Link do badania: http://papers.ssrn.com/sol3/papers.cfm?abstract_id=2557097
Prezentacja: jak_uregulować_sektor_bankowy.pdf
- Czy nowy nadzór finansowy spełni swoje zadanie?
Kryzys finansowy wymusił wiele zmian w sektorze finansowym. Jedną z nich jest struktura nadzoru finansowego. Nas, Europejczyków interesuje, czy nowy nadzór nad rynkiem finansowym, który będzie się przede wszystkim skupiał w rękach Europejskiego Banku Centralnego (EBC) będzie w stanie zapewnić nam bezpieczeństwo i uchronić przed kolejnymi kryzysami finansowymi (albo przynajmniej spowodować, że konsekwencje ich będą mniej dotkliwe aniżeli miało to miejsce w latach 2007-2011). Wyniki badania pokazują, że zbyt duża koncentracja władzy wokół struktur EBC oraz zbyt skomplikowany mechanizm nadzorczy (powołanie wielu różnych instytucji mających pełnić nadzór nad różnymi segmentami rynku oraz w różnych krajach) najprawdopodobniej osłabi działania nadzorcze. Dodatkowo należy oczekiwać, że w przypadku wystąpienia kryzysu finansowego nastąpi konflikt interesu pomiędzy krajami, co do przyznania środków na ratowanie systemów finansowych w różnych krajach.
Link: http://www.ekonomista.info.pl/?rok=2014&nr=4&lang=0&menu=0&t=1
Książka: "Anatomia kryzysów finansowych", Poltext, październik 2014 r.
- Czy interwencje w sektorze bankowym są uzasadnione, czy raczej są decyzjami politycznymi?
Poniższy artykuł (wersja angielska; wersja polska dostępna w czasopiśmie "Ekonomista" Nr 1/2013; natomiast szersze badanie zostanie opublikowane w książce pt. "Anatomia kryzysów finansowych" pod koniec października) jest streszczeniem badań, które po raz pierwszy w literaturze bankowości analizują wpływ interwencji publicznych w sektorze bankowym na zachowanie podmiotów bankowych. Na podstawie 23 kryzysów finansowych, jakie miały miejsce od 1990 r. w 23 krajach, wyniki badań jednoznacznie wskazują, iż interwencje w sektorze bankowym zachęcają banki do podnoszenia swojego ryzyka w późniejszym okresie. Wyniki badań naprowadzają jednak na pewne rozwiązania. Wskazują one, iż istnieją pewne mechanizmy, które te ryzyko mogą ograniczyć i wcale nie wiąże się to z wdrożeniem kolejnych regulacji bankowych. Wręcz odwrotnie. Wyniki badania pokazują, iż państwo powinno ograniczyć swój wpływ na funkcjonowanie sektora bankowego i pozwolić oddziaływać w większym stopniu mechanizmom rynkowym. Dodatkowo pewne połączenie mechanizmów interwencyjnych może zniechęcać banki do podnoszenia ryzyka ze względu na utratę przyszłych swoich korzyści.

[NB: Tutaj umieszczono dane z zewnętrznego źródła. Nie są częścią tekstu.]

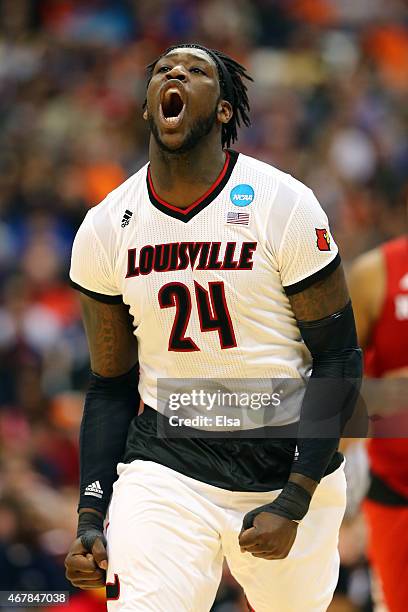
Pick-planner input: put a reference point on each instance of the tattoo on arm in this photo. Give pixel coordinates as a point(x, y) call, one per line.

- Jak skuteczne są interwencje w sektorze bankowym?
Interwencje publiczne w sektorze bankowym wiążą się z ogromnymi kosztami, często płaconymi przez samych podatników. W Stanach Zjednoczonych koszt interwencji w ratowaniu banków szacuje się na prawie 20 miliardów USD. W Europie koszt ten był trochę niższy, ale również jego wysokość była znacząca. Czy skoro płacimy tak oszałamiające kwoty, aby nie dopuścić do dalszego rozprzestrzenienia się kryzysu i jego dalszych finansowych konsekwencji, pytanie, jakie się pojawia, czy rzeczywiście działania te przynoszą porządne skutki. Głównym celem interwencji w sektorze bankowym jest przecież ratowanie zagrożonych upadłością banków oraz restrukturyzacja sektora bankowego. Tylko wtedy, kiedy sektor bankowy powróci do stanu równowagi, gospodarka może zacząć funkcjonować. Niestety wyniki badania przeprowadzonego na próbie 23 kryzysów finansowych w 23 krajach od lat 90-tych pokazują, że działania interwencyjne są mało skuteczne. Winną za tak słabą skuteczność jest brak odpowiedniej restrukturyzacji banków poddanych pod działania interwencyjne oraz ograniczony mechanizm "corporate governance" związany z dość aktywnym udziałem państwa w zarządzaniu procesami naprawczymi w bankach.